Meath S.F.C.
- Season: 1994
- Champions: Seneschalstown 2nd Senior Championship Title
- Relegated: None
- Leinster SCFC: Seneschalstown (Final) Kilmacud Crokes 0-12, 1-8 Seneschalstown
- All Ireland SCFC: n/a
- Winning Captain: Padraig Coyle (Seneschalstown)
- Man of the Match: Padraig Coyle (Seneschalstown)

= 1994 Meath Senior Football Championship =

The 1994 Meath Senior Football Championship is the 102nd edition of the Meath GAA's premier club Gaelic football tournament for senior graded teams in County Meath, Ireland.
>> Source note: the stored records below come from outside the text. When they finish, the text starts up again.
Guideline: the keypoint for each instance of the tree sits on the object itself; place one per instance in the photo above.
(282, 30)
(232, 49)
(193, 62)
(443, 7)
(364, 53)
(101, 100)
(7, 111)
The tournament consists of 16 teams, with the winner going on to represent Meath in the Leinster Senior Club Football Championship. The championship starts with a group stage and then progresses to a knock out stage.

This was Carnaross' return to the grade after claiming the 1993 Meath Intermediate Football Championship title.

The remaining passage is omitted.